Yesterday, 3 publishers reached a settlement with the Justice Department on book price fixing, whereas Apple (AAPL) and 2 other publishers decided to go to court. The issue revolves around there being collusion to adopt agency pricing, where the publishers set the retail price for e-books and the retailers, such as Amazon.com (AMZN), Barnes & Noble (BKS) or Apple get a fixed commission as a percentage of the e-book price. This model was adopted in place of the former wholesale model, where publishers would sell the books to retailers, and these would set the retail price and define their own margins.
The reason the publishers colluded to force adoption of the agency model, was mostly because Amazon.com kept on deeply discounting the e-books, accepting very low margins but, in return, getting market share, bargaining power and driving competitors out of the market. The publishers saw this as undermining their position, and, over time, their margins. So they pushed towards the agency model -- which enabled e-book prices to remain higher than they would otherwise have been. This excellent article on WSJ goes into greater detail regarding the evolution of this situation.
So now that this settlement and lawsuits make it a certainty that the wholesale model will be back, what can we expect? Quite a few consequences, I'd say:
Amazon.com's margins will probably get hit again
Yes, Amazon.com is cheering this settlement.
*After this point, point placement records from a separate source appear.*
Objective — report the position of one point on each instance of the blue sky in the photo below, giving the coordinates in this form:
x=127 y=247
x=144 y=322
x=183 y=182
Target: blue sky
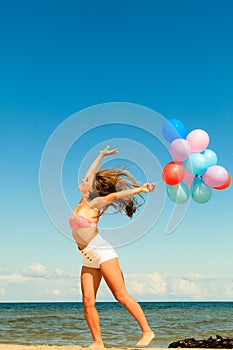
x=60 y=57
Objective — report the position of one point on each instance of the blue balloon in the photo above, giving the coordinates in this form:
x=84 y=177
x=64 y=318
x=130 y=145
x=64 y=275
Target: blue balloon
x=201 y=193
x=211 y=157
x=178 y=193
x=174 y=129
x=196 y=163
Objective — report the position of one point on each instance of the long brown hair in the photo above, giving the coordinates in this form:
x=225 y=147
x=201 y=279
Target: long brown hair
x=114 y=180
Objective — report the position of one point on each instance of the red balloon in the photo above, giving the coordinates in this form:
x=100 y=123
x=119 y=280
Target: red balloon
x=227 y=184
x=173 y=173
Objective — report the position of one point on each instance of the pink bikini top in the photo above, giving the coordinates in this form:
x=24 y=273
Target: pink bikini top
x=83 y=229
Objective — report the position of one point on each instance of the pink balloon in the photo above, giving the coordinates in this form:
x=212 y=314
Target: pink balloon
x=215 y=176
x=198 y=139
x=188 y=178
x=180 y=150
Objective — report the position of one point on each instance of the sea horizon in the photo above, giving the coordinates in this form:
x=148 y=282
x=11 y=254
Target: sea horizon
x=63 y=323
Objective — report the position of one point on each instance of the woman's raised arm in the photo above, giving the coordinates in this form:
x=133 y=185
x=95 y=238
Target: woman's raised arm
x=101 y=202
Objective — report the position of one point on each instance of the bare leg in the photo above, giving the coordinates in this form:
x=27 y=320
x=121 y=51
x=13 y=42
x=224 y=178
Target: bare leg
x=113 y=276
x=90 y=281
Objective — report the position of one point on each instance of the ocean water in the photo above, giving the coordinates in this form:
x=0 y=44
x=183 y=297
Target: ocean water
x=64 y=323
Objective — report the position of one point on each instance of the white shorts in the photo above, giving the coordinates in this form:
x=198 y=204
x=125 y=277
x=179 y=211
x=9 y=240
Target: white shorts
x=97 y=252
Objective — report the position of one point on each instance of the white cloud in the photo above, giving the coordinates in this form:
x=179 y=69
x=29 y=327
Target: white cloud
x=36 y=282
x=13 y=278
x=144 y=284
x=35 y=270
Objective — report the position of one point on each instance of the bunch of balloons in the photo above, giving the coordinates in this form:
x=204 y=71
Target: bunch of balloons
x=194 y=171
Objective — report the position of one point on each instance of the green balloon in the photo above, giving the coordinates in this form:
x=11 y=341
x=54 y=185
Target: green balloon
x=201 y=193
x=178 y=193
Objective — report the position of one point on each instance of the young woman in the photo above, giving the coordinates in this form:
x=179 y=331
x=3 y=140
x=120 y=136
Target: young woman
x=101 y=189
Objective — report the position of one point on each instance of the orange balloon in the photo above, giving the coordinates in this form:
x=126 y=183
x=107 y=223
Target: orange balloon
x=227 y=184
x=173 y=173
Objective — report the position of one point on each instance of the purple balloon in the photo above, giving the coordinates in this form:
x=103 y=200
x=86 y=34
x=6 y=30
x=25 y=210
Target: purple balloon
x=180 y=150
x=215 y=176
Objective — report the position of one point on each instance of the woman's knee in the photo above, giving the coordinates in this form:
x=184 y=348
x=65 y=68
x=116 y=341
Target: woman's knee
x=121 y=296
x=88 y=301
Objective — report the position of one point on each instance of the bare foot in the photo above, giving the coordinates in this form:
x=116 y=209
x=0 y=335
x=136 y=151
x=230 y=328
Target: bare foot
x=95 y=346
x=146 y=338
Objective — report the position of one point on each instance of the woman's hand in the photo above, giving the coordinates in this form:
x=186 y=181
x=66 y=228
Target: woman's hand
x=148 y=187
x=106 y=152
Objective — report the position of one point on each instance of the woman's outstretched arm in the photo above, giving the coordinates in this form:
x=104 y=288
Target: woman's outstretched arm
x=95 y=165
x=101 y=202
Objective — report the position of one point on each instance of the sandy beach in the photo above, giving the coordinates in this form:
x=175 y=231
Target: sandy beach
x=56 y=347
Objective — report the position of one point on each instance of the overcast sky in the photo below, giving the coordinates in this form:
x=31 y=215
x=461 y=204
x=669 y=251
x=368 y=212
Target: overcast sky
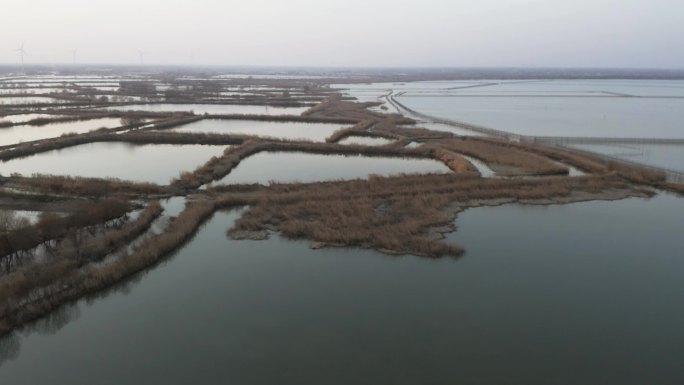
x=567 y=33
It seems to be chomping at the bit to start lowering Kindle e-book prices again. But remember something -- the e-books presently being sold under the agency model have higher margins. And Amazon is presently enjoying those higher margins on them, even if its own overall margins can best be described as "apocalyptic".
So, Amazon hardly needs a lowering of margins -- which selling cheaper e-books implies -- even though Amazon was the first to say that these developments will allow it to lower Kindle e-book prices. But knowing Amazon, the odds are that it will compromise margins further anyway, even if just to make a statement.
It doesn't change the new paradigm
This decision is not going to change where the books are sold, regarding Apple's ecosystem or even Google's (GOOG) Android - where competition with Amazon.com isn't as advanced. The fact that Apple was in on the scheme shows that Apple had no problem in pushing for somewhat higher prices, and in terms of market share there's no reason it can't compete at lower prices (though it might be less willing to entertain low margins, preferring to let price-sensitive buyers go temporarily towards Amazon).
This does present a risk for Barnes & Noble
In the present system, Barnes & Noble is estimated to have as much as 25% of the market (to Amazon's 60%). Having a large slice of the market when margins are kept higher than they would otherwise be increases Barnes & Noble's survival chances. So, this development is indeed a risk for Barnes & Noble, as it will probably force it to practice lower margins when it can ill-afford it.
Although this development is cheered by Amazon, there's little reason to believe Amazon or its shareholders will gain anything from it. Even if it enables Amazon.com to wipe out Barnes & Noble, making for a temporary market share gain, the same outcome will be impossible to achieve versus Apple or Google - so over time this temporary share gain will, once again, erode. In the meantime Amazon's margins will be made even thinner than they already are.